Nicole Perlroth: I do think we are headed to a place where we will be pulling our most critical systems—the chemical controls at a water treatment plant for instance—offline. But that’s not a scalable solution. In the meantime, we need to stop baking vulnerable, buggy software into safety-critical systems like the power grid, nuclear plants, water and wastewater treatment facilities, and food production. Windows and Linux were designed for desktop computers. They were never designed to run our power grid and weapons systems. In the future, I think we’ll get to a place where we will only use stripped-down, vetted software for these safety-critical systems. But we’re in for a lot of short-term pain before we get there.

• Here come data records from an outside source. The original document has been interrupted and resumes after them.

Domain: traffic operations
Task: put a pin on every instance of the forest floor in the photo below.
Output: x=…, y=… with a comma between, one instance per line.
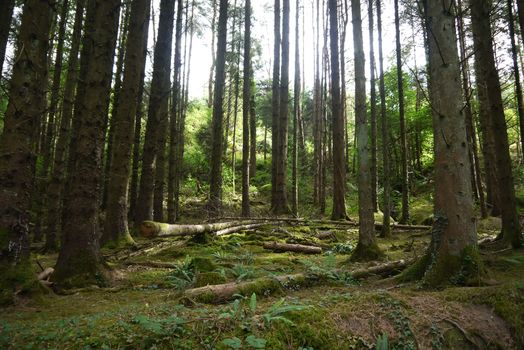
x=145, y=307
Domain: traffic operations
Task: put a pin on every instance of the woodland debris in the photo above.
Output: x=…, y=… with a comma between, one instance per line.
x=288, y=247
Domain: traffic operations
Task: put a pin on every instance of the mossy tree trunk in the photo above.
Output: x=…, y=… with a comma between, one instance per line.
x=488, y=81
x=79, y=262
x=116, y=227
x=157, y=112
x=452, y=255
x=367, y=248
x=55, y=186
x=215, y=197
x=25, y=108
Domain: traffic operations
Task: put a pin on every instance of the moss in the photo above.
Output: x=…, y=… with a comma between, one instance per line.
x=202, y=264
x=16, y=280
x=209, y=278
x=366, y=253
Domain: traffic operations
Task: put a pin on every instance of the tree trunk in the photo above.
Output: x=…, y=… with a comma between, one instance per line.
x=487, y=78
x=404, y=218
x=6, y=14
x=55, y=186
x=79, y=261
x=296, y=116
x=156, y=114
x=367, y=248
x=116, y=229
x=373, y=108
x=25, y=107
x=453, y=249
x=246, y=108
x=384, y=131
x=339, y=159
x=215, y=184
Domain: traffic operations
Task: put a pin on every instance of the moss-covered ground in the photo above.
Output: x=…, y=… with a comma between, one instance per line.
x=144, y=308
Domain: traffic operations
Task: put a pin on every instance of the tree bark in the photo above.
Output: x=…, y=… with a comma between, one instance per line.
x=367, y=248
x=246, y=108
x=215, y=184
x=79, y=262
x=386, y=209
x=25, y=108
x=116, y=229
x=339, y=159
x=160, y=86
x=488, y=80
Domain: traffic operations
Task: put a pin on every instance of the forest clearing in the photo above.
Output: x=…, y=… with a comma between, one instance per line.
x=237, y=174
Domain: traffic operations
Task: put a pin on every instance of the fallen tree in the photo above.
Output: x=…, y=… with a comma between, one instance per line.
x=157, y=229
x=326, y=222
x=288, y=247
x=214, y=294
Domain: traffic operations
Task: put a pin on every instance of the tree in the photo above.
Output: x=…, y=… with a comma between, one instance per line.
x=215, y=185
x=157, y=111
x=246, y=109
x=25, y=109
x=280, y=202
x=116, y=229
x=367, y=248
x=452, y=255
x=488, y=82
x=79, y=262
x=6, y=14
x=386, y=209
x=404, y=218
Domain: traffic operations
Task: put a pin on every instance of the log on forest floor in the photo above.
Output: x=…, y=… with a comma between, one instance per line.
x=156, y=229
x=214, y=294
x=287, y=247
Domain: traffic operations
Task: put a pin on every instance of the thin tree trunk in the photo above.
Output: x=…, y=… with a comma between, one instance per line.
x=156, y=113
x=25, y=107
x=116, y=229
x=80, y=251
x=215, y=183
x=246, y=108
x=384, y=131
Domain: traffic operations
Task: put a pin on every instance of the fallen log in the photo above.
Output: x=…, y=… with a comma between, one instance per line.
x=219, y=293
x=157, y=229
x=288, y=247
x=327, y=222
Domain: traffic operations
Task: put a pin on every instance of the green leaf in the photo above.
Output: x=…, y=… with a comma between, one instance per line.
x=256, y=343
x=233, y=343
x=253, y=302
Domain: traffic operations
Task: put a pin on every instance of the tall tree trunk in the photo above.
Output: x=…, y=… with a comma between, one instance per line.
x=367, y=248
x=386, y=231
x=296, y=116
x=275, y=102
x=487, y=78
x=25, y=108
x=55, y=187
x=453, y=248
x=246, y=108
x=404, y=218
x=156, y=113
x=373, y=108
x=339, y=159
x=116, y=229
x=215, y=184
x=80, y=261
x=174, y=115
x=516, y=72
x=6, y=14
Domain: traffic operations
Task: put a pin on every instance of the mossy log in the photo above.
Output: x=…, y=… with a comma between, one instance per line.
x=288, y=247
x=328, y=222
x=219, y=293
x=157, y=229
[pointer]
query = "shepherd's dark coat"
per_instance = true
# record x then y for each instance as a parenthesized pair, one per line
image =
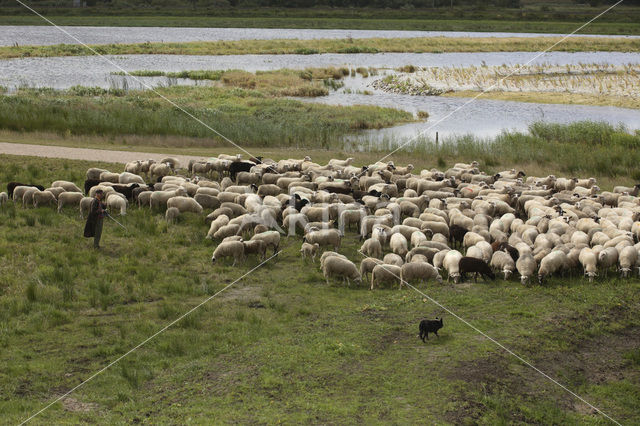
(92, 218)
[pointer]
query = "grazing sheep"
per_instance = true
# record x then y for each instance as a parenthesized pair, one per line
(117, 202)
(160, 198)
(475, 266)
(85, 206)
(27, 197)
(627, 260)
(430, 326)
(172, 214)
(589, 262)
(418, 271)
(385, 274)
(324, 237)
(607, 258)
(93, 173)
(503, 262)
(42, 198)
(451, 264)
(185, 204)
(372, 248)
(552, 263)
(399, 244)
(526, 266)
(129, 178)
(207, 201)
(233, 249)
(335, 266)
(271, 239)
(309, 250)
(226, 231)
(109, 177)
(367, 264)
(68, 186)
(393, 259)
(257, 247)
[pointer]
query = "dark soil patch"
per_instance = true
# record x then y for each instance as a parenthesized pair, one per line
(591, 362)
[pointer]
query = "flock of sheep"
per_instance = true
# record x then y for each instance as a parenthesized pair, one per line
(414, 226)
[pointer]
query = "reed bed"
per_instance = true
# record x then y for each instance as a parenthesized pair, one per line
(618, 84)
(348, 45)
(248, 116)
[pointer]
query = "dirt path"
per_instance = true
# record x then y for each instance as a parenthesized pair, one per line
(85, 153)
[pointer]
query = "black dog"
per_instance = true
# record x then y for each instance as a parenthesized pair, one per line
(429, 326)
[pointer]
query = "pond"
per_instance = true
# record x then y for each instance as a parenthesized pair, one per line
(482, 117)
(45, 35)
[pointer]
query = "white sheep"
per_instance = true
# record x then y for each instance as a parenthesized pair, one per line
(226, 231)
(385, 274)
(418, 271)
(68, 186)
(451, 264)
(171, 215)
(335, 266)
(526, 266)
(372, 248)
(233, 249)
(589, 262)
(128, 178)
(607, 258)
(417, 237)
(399, 244)
(84, 205)
(553, 262)
(109, 177)
(216, 224)
(114, 201)
(270, 238)
(503, 262)
(393, 259)
(160, 198)
(185, 204)
(43, 198)
(27, 197)
(627, 259)
(93, 173)
(367, 264)
(324, 237)
(309, 250)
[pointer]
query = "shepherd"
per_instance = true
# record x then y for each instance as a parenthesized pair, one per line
(97, 212)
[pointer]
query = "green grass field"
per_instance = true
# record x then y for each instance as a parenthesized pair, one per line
(545, 18)
(349, 45)
(281, 345)
(249, 112)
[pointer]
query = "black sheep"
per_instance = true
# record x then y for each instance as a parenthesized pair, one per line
(239, 166)
(13, 185)
(456, 235)
(90, 183)
(476, 266)
(126, 190)
(139, 189)
(430, 326)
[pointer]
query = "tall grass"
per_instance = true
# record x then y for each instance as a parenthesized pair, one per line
(246, 115)
(351, 46)
(577, 149)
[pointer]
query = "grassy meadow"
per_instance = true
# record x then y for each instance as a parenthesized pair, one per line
(348, 45)
(281, 345)
(609, 153)
(250, 109)
(532, 16)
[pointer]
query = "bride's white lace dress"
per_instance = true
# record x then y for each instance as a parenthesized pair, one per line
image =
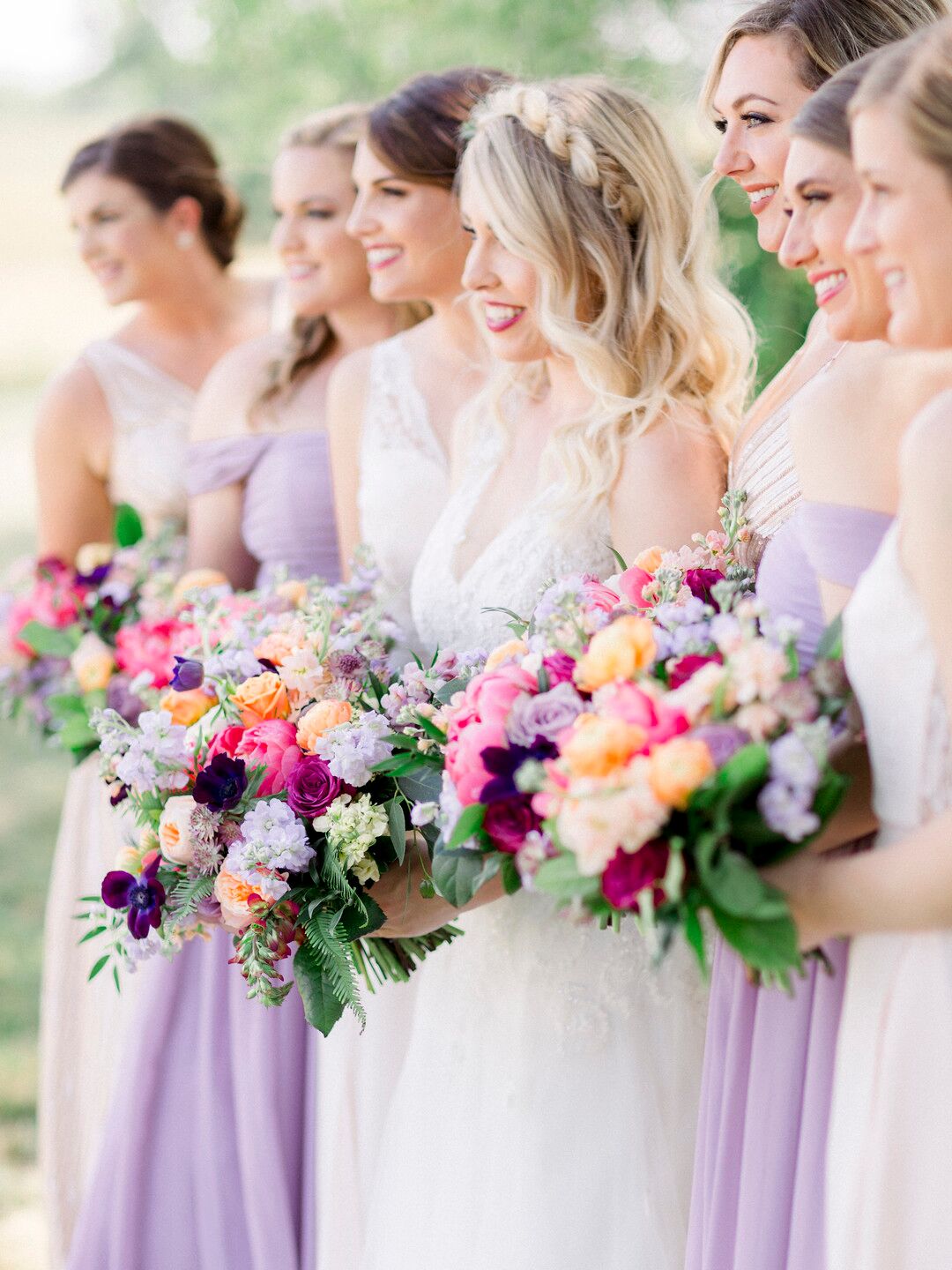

What is one way the daily internet user can combat misinformation campaigns that run rampant on social media before elections?
Nicole Perlroth: I think the “Rumor Control” page that CISA, the cybersecurity agency at DHS, created ahead of 2020 was a terrific start. We need more of that.
Are there tech companies or organizations that you do implicitly trust with your data?
Nicole Perlroth: I trust companies like Green Hill Software, which fit the description I laid out above. The first system that used Green Hill’s operating system was the B1B intercontinental missile delivery system. With that end user in mind, they knew they had to design software that could not afford a single error, or bug, that could be exploited by the enemy. They wrote and vetted their software accordingly. That is the only kind of software that we should be baking into other weapon systems, but also into self-driving cars, the grid, etc.
In a recent interview you did with former White House Chief of Staff Leon Panetta for the Times, you quote him as saying, “It’s like there’s a fire and you’re ringing a bell, but the fire department doesn’t show.” Whether it’s corporations, individuals, or national intelligence, who needs to be listening more carefully to these alarm bells and answering the call?
Nicole Perlroth: This applies to every level of society. Government needs to develop policies that prioritize our cyber defense. They need to break down the silos that impede cyber collaboration among intelligence and law enforcement agencies. Businesses need to do the same. They cannot continue to allow themselves to be so easily hacked via phishing campaigns, stolen passwords, outdated software, and a lack of multi-factor authentication. They need to invest in the tools, people, and culture of cybersecurity awareness. Individuals also need to understand that they are not only responsible for their own cybersecurity, but that of their employers, friends, and family. They say security is only as good as the weakest link and individuals—us—continue to be the weakest link. We need to build cyber awareness into public education from the bottom up, the same way the United States did[with the dangers of drug use] with “DARE” in the 1980s and 1990s, nuclear drills during the Cold War, and earthquake and fire drills today. That is the only way we are going to get to where we need to be as a nation prepared to withstand the next era of non-stop cyberattacks.